In this post we will examine how to use the ELK stack with Magento logs.

What is ELK Stack?

ELK is the abbreviation for Elasticsearch, Logstash and Kibana, which all three are tools that work together as a central logging application.

Besides ELK of course there are also other logging and monitoring applications especially in the Software-as-a-Service space like Splunk, Logz.io, Datadog, etc.
But in my opinion these tools either lack the problem of data privacy as they are hosted in US or are very expensive for smaller clients.

That’s why it is a good idea to buy a cheap VPS server with lots of CPU and memory and host the ELK stack yourself. With growing data and requirements it might be necessary later to switch to a more advanced monitoring setup consisting e.g. of an ELK cluster with multiple Elasticsearch instances. Of course an alternative is also the hosted ELK Stack of Elastic itself.

How to forward Magento 1 logs to ELK Stack?
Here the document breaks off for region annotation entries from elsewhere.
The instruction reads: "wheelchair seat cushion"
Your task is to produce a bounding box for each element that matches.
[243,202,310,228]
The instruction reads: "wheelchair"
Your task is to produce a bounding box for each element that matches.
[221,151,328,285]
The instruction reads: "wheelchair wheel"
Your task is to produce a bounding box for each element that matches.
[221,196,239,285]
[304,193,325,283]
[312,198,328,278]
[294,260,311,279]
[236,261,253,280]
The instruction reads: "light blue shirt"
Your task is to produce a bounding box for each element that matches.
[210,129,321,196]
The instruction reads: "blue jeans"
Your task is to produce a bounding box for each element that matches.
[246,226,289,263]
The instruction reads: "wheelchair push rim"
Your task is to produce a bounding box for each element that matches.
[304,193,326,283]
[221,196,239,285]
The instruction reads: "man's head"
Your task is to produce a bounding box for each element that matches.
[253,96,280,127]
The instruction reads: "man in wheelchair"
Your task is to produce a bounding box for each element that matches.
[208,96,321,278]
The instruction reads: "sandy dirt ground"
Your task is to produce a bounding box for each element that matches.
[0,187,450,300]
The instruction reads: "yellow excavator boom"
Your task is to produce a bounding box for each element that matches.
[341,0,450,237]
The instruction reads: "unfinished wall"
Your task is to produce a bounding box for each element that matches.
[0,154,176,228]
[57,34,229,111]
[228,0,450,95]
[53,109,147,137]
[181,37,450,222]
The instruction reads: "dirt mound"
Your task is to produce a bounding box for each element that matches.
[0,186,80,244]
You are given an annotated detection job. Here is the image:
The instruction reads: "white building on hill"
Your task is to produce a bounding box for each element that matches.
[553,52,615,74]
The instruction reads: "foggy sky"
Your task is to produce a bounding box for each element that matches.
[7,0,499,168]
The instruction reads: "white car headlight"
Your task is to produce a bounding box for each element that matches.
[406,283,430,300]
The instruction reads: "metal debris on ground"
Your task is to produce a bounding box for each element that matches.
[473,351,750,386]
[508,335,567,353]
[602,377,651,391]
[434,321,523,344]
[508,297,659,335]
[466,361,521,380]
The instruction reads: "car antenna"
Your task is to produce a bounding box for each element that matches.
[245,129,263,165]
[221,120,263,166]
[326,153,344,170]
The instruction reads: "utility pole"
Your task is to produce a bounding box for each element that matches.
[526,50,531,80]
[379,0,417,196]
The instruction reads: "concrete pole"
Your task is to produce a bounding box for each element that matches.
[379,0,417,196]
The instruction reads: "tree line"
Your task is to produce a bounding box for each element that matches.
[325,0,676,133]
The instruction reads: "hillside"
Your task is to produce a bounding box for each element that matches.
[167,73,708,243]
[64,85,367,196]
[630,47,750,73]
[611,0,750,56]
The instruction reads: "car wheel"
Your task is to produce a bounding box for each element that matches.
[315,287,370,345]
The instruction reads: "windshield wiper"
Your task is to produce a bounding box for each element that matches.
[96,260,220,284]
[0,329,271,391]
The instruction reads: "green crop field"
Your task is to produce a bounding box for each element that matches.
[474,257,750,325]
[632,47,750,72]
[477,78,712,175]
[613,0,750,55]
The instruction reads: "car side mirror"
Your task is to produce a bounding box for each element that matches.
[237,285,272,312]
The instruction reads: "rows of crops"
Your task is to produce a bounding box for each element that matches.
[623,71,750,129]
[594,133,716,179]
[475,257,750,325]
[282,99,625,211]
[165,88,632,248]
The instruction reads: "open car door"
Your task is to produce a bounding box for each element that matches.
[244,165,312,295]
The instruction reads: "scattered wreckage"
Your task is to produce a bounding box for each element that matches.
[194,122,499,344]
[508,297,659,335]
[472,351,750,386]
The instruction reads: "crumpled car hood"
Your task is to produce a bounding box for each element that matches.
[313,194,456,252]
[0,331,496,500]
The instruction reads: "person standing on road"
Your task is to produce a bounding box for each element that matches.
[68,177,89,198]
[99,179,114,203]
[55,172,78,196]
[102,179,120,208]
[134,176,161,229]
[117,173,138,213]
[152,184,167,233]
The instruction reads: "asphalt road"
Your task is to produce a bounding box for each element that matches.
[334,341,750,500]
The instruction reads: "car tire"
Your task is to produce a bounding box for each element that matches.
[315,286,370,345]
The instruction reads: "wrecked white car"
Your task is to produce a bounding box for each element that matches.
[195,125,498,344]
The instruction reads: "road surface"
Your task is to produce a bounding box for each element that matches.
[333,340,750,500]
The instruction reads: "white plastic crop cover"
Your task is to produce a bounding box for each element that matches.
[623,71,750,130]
After you have successfully setup the ELK Stack - which is out of scope of this blog post - the next step is to push the Magento 1 application logs to the Logstash software, which is responsible for receiving, processing and forwarding the logs to the Elasticsearch search instance(s) then.
For pushing the log files to Logstash we will use the Elastic Filebeat software client that will run on the Magento instances as a service daemon. Of course therefore a more advanced hosting setup is required where you are able to login via SSH and run the Filebeat daemon in the background with e.g.:

nohup ./filebeat -e -c filebeat.yml &

The final setup for our monitoring solution will then look like this:
Filebeat (on the Magento instance) -> Logstash -> Elasticsearch

Configuring Filebeat

After you have installed Filebeat on the Magento server, we will use the following part in the filebeat.yml configuration file to forward all the Magento logs in the folder var/log/*.log to our ELK Stack:

...
filebeat.inputs:
- type: log
  enabled: true
  paths:
    - /www/var/log/*.log
  exclude_files: [ '\.gz$' ]
  tags: [ "magento-log" ]
  multiline.type: pattern
  multiline.pattern: '^[0-9]{4}-[0-9]{2}-[0-9]{2}'
  multiline.negate: true
  multiline.match: after
...

After the change we have to restart the Filebeat daemon on the Magento instance.

Configuring Logstash

The next important configuration now is the Logstash component. In order to be able for Logstash to process the application logs from Magento we have to add the following configuration in /etc/logstash/conf.d/02-beats-input.conf on the ELK server:

...
filter {
  if "magento-log" in [tags] {
    grok {
        match => { "message" => "%{TIMESTAMP_ISO8601:timestamp} %{DATA:level} \([0-9]+\): %{GREEDYDATA:message}"}
        overwrite => [ "message" ]
    }

    date {
        match => [ "timestamp", "ISO8601" ]
        remove_field => [ "timestamp" ]
    }
  }
}
...

Note: we use tags given by Filebeat to distinguish between different types of logs here.

Again after modifying the Logstash configuration we have to restart the Logstash service on the ELK Stack.

The Result

Then after a few minutes, log messages should start to roll into Kibana: Kibana Dasboard with Magento Logs

In one of the next blog posts we will examine more in detail cool things that you can do in the ELK Stack with your Magento 1 logs now. These are features like alerting, custom dashboards, joining data of different types, uptime monitoring and much more.